Il y avait quand même là, outre l’imposture et la misogynie, un manque cruel d’empathie et de compréhension à l’égard de ces familles, car il est tout à fait extraordinaire qu’à aucun moment on n’envisageât que les parents puissent être affectivement perturbés par les souffrances de leur enfant malade, ou par la culpabilité dont on les accablera pendant des années. Richard Hunter, psychiatre et historien de la psychiatrie, avait noté en 1972 qu’il n’y pas d’autre spécialité que la psychanalyse qui ait autant blâmé les patients pour leurs maladies, et pour ses propres échecs thérapeutiques (Dolnick p.284). Fuller-Torrey, professeur de psychiatrie et longtemps haut responsable au National Institute of Mental Health des États-Unis, rappelle aussi que dans 125 articles de la littérature spécialisée en psychiatrie infanto-juvénile, inspirés par le dogme freudien de 1970 à 1982, les mères sont rendues responsables de 72 sortes de désordres mentaux chez leurs enfants ; aucune mère n’est déclarée émotionnellement intacte, alors que la plupart des pères le sont.

 

La contradiction évidente entre d’une part les travaux méthodiques sur l’autisme, consciencieux, plus modestes dans leurs prétentions, réalisés par différentes équipes dans le monde et aisément accessibles dans la publication internationale depuis de nombreuses années, et puis d’autre part la légende indispensable à la politique psychanalytique, n’a pas encombré l’esprit critique. Il est clair en tout cas que Bettelheim a menti sur son propre personnage, sur le contenu de ses travaux, et qu’on l’a considéré, à juste titre, comme un véritable héritier de Sigmund Freud, à lui seul un condensé du freudisme : il fut d’emblée bien nécessaire.

 


Références:

 

BéNESTEAU (J.) 2002. Mensonges freudiens. Histoire d’une désinformation séculaire. Mardaga.

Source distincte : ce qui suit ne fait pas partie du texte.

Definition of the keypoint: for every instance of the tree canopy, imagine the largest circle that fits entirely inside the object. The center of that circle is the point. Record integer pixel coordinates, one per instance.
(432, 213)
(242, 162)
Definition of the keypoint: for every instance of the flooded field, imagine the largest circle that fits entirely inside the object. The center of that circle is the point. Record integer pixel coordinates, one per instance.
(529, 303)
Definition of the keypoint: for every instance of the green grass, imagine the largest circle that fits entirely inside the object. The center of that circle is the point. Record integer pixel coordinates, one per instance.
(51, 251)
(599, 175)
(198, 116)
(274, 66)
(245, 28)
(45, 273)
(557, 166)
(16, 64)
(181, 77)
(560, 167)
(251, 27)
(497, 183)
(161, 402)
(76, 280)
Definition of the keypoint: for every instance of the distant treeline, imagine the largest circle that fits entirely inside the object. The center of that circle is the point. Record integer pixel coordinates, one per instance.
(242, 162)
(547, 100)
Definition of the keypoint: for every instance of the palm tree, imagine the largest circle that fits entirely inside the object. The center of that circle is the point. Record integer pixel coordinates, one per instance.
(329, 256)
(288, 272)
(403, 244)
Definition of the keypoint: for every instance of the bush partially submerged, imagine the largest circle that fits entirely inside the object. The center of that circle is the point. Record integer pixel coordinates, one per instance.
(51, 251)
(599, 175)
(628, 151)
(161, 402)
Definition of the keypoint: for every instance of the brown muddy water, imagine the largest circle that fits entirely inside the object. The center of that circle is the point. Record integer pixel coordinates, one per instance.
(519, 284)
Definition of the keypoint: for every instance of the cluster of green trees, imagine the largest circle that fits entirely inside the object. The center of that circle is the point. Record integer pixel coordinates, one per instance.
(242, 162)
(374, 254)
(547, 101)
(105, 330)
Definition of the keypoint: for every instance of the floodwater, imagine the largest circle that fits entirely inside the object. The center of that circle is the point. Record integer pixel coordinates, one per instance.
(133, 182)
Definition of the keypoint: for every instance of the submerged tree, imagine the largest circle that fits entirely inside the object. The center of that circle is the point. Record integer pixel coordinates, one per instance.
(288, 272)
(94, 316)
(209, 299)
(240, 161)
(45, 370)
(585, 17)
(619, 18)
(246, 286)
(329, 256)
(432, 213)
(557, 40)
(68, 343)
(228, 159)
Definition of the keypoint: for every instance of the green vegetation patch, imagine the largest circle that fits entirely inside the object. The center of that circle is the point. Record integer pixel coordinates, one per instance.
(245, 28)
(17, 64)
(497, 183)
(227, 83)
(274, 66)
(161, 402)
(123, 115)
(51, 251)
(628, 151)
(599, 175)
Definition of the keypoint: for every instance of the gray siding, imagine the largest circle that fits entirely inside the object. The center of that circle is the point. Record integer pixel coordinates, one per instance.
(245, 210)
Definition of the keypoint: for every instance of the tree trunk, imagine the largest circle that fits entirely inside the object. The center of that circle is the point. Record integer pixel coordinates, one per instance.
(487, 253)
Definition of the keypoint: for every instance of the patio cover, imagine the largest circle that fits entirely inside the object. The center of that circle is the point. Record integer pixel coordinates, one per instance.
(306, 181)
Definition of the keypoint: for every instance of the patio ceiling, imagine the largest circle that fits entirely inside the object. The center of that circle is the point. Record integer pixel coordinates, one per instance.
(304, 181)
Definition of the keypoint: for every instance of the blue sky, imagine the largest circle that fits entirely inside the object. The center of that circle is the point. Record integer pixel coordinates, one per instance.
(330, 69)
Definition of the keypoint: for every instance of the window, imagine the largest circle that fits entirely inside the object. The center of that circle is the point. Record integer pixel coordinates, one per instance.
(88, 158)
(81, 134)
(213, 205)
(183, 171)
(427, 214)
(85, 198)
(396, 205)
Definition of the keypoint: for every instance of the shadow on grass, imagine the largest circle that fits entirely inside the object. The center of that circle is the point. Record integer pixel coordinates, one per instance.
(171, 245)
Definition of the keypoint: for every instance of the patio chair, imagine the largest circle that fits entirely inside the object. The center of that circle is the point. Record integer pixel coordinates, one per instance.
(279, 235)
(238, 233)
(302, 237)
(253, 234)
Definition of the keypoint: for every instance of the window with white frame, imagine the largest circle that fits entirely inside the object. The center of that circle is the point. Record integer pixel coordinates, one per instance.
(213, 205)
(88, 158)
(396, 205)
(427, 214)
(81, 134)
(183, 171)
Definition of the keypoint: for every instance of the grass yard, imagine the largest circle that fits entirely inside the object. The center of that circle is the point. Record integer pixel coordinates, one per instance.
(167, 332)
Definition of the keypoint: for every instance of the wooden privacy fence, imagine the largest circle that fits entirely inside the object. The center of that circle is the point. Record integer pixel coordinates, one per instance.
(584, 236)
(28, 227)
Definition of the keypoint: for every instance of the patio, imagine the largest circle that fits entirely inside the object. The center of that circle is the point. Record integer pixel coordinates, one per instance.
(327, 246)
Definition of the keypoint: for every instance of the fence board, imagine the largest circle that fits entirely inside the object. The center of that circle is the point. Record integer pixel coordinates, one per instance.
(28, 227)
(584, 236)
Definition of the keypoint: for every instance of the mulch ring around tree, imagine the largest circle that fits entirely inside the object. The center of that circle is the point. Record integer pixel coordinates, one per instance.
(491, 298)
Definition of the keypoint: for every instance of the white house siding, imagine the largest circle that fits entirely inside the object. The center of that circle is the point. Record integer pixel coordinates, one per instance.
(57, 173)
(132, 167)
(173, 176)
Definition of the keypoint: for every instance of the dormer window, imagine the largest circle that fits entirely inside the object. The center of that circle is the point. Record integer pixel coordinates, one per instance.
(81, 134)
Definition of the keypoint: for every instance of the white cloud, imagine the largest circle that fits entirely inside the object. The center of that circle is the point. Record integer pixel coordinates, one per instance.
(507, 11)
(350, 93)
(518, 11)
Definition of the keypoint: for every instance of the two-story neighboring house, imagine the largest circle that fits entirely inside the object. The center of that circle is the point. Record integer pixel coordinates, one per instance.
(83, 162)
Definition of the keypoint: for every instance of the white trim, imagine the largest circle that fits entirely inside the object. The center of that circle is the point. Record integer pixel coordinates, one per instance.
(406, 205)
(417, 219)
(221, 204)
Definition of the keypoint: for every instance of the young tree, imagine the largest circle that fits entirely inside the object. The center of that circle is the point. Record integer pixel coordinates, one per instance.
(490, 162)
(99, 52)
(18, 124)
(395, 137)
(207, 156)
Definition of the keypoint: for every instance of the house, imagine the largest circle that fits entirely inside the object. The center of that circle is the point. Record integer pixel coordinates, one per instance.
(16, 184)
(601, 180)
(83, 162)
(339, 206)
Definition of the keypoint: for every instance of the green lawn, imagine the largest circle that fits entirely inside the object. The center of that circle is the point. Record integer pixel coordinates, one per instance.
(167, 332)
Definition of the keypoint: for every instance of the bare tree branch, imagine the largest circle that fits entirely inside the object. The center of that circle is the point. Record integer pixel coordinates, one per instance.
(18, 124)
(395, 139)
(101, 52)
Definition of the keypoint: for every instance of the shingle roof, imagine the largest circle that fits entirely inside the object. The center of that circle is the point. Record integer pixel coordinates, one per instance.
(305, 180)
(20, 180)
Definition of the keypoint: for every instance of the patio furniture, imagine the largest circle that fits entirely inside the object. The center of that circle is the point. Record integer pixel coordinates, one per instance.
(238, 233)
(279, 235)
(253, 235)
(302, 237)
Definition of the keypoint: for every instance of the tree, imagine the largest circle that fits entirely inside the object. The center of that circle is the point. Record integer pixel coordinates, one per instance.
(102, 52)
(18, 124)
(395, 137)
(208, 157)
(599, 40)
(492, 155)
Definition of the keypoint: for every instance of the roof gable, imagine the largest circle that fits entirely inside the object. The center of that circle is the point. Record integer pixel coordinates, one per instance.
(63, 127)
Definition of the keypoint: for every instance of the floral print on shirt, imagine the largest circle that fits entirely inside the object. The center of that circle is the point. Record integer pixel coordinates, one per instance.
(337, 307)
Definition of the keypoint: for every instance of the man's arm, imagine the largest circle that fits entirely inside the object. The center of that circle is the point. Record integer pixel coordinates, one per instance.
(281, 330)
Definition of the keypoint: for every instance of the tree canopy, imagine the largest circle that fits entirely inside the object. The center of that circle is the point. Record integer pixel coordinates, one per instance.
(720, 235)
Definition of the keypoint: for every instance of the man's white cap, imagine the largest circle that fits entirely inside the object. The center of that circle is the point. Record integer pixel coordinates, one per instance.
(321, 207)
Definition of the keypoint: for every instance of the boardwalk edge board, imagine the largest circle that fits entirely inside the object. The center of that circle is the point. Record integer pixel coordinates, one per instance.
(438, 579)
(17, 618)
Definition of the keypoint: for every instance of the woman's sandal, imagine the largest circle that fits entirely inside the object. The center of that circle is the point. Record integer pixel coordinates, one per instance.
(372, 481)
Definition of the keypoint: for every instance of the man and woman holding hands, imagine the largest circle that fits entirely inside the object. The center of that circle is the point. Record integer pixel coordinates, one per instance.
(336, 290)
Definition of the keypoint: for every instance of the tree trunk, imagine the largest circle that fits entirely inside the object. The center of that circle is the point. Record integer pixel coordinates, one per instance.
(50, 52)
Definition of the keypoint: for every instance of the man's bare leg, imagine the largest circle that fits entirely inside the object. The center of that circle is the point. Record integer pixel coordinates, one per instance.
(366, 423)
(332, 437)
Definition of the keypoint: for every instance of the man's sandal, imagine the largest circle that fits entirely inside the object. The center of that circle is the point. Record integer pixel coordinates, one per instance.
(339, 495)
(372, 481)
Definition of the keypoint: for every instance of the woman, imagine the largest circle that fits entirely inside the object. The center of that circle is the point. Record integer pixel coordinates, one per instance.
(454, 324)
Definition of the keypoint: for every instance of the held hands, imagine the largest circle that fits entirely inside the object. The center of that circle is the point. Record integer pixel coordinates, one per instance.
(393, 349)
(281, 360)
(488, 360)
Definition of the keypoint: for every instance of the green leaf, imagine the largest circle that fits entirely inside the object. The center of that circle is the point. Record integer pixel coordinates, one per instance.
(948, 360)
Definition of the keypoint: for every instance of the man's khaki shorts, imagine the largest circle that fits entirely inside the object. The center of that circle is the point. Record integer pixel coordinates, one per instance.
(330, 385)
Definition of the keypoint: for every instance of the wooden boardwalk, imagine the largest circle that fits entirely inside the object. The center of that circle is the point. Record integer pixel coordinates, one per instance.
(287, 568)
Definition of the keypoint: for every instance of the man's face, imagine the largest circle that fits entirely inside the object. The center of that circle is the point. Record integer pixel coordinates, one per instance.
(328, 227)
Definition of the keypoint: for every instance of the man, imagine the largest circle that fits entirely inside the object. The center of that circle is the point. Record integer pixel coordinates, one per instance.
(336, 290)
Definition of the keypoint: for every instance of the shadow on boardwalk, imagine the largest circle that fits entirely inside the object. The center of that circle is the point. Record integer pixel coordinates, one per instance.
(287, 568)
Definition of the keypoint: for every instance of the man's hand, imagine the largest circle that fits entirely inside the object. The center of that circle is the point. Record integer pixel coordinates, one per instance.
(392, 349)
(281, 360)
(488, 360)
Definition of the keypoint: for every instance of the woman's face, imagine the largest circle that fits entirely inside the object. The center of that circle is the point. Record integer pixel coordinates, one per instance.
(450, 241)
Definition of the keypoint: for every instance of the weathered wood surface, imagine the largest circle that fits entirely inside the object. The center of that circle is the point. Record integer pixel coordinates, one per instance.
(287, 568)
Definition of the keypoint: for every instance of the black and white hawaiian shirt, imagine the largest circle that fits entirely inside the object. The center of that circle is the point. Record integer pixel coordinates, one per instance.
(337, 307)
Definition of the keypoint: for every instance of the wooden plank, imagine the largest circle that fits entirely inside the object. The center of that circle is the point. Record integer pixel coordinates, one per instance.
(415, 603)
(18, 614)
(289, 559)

FULLER TORREY (E.) 1992. Freudian Fraud: The Malignant Effect of Freud’s Theory on American Thought and Culture. Harper Collins.

KANNER (L.) 1943. Autistic Disturbances of affective Contact. Nerv. Child, 2: 217-250.

DOLNICK (E.) 1998. Madness on the Couch: Blaming the Victim in the Heyday of Psychoanalysis. Simon & Schuster.

POLLAK (R.) 1997. The Creation of DR. B.: A Biography of Bruno Bettelheim. New York, Simon & Schuster (Touchstone Book Edition,

1998). (Trad. Fr. Agnès Fonbonne : Bruno Bettelheim ou la fabrication d'un mythe. 2003, Les empêcheurs de penser en rond.)

ROAZEN (P.) 1992. The Rise and Fall of Bruno Bettelheim. Psychohistory Review, (Spring 1992): 221-250.

ZIMMERMAN (P.) 1991. The Clinical Thought of Bruno Bettelheim: A Critical Historical Review. Psychoanalysis and Contemporary Thought, 1991 (vol. 14) n°4: 685-721.